His art has been shown in Taiwan, New Zealand, Chicago, DC and New York City. Michael will have oil paintings and mixed media works on display at an upcoming show at the District Gallery. While Michael's degree is in printmaking, his work has continually moved toward mixed media installations via his inculcation of material syntax, the juxtaposition of varying materials.
Michael D. Fels taught for ten years at The Pennsylvania State University before joining the faculty at Elon University three years ago. Head of the Foundations Department at Elon, Fels continues his exploration of art and its physical boundaries through both his teaching and his artmaking.
Artist Statement
Although schooled as a printmaker and painter, installation art comes naturally to me. As a graduate student I was difficult to define. My painting instructors believed I was an installation artist at heart. My printmaking instructors wondered if I wasn't actually a painter. Uncertain about what to call myself, I knew that I was intrigued by physical spaces and the possibilities within them.
A decade later this is still true. I love shadows cast on walls; I love how light determines mood. I love how the physical space and the rawness of materials play off of one another. In other words, material syntax "the juxtaposition of varying materials" is central to my artmaking, as is a curiosity about how physical space defines the art within it and how art influences its domain.
Instead of setting up a canvas and painting over "disguising" it, I continually question material syntax. Rather than adding marks, materials and layers to a surface, I reduce marks. I pay close attention to the original surface. I restrict the amount of layers. I delight in how materials are changed when adjoined with another. Preconceived ideas about paintings and sculptures can shift radically when attention is directed toward material syntax. What initially is seen as temporal may be transformed into something more permanent. The unsightly becomes alluring. The profane becomes sacrosanct.
My art making goes beyond canvas and pedestal. The frame becomes part of the image. Lights mounted within metal boxes and atop frames attract the viewer's attention one way or avert it in another. Electric cords create both physical line and implied line through shadows cast on the floor, walls and other pieces of art. Magnified glass and optically distorted glass, mounted on or in front of pieces, enlarge certain portions of textured plaster while obscuring others.

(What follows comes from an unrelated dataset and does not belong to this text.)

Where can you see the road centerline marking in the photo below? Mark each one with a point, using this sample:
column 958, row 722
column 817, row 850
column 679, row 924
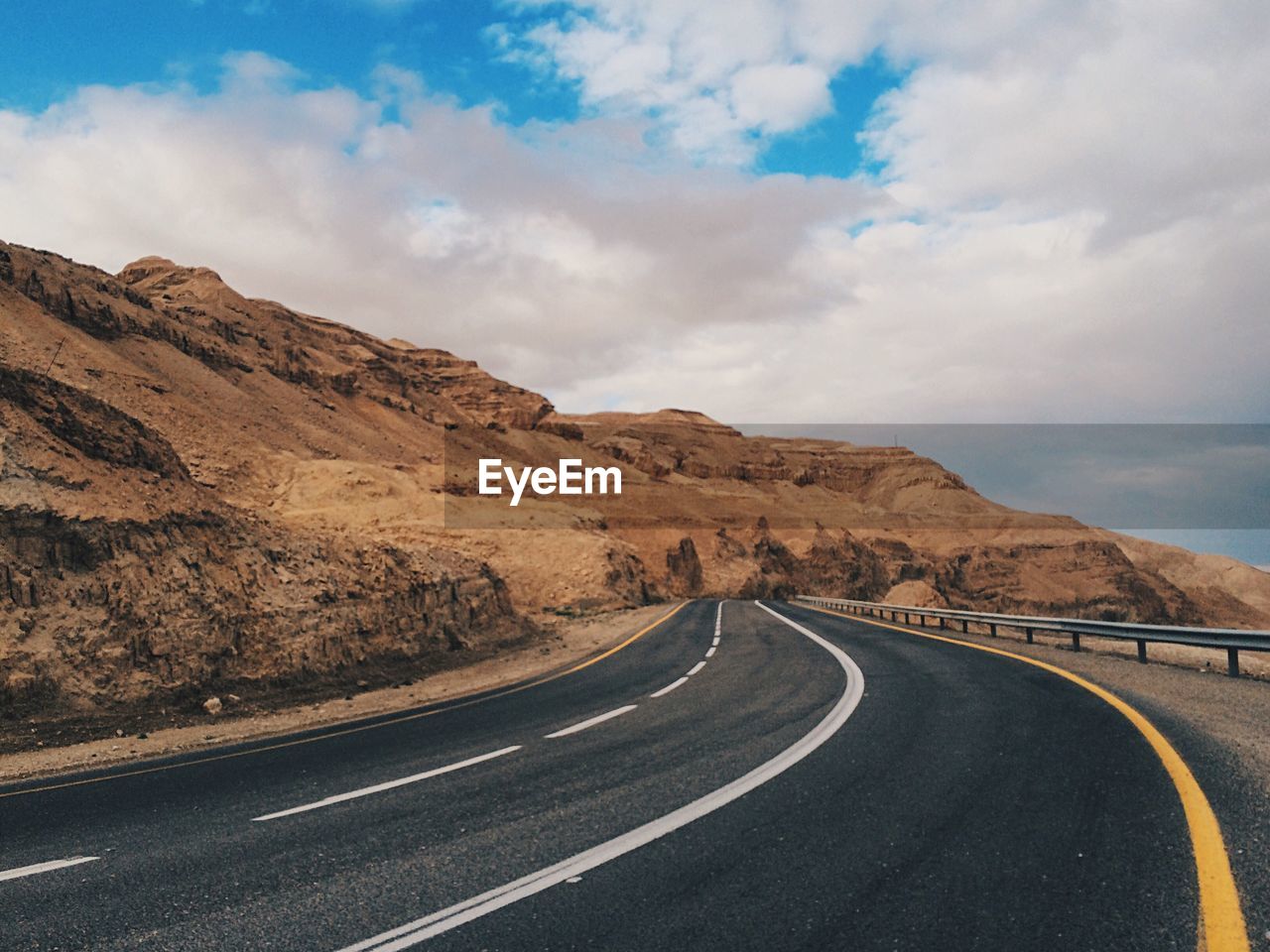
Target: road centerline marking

I invite myself and others to slow down in order to better discern space and object. My intent is to discover the miniscule. With this discovery, the miniscule becomes monumental. The subtle becomes obvious. Questions about art and non-art become irrelevant. In many ways, the viewer's alerted aesthetic sensibility is the art itself. The viewer's movements within the physical space become the catalyst for how the work interacts with itself, the surroundings, and the viewer.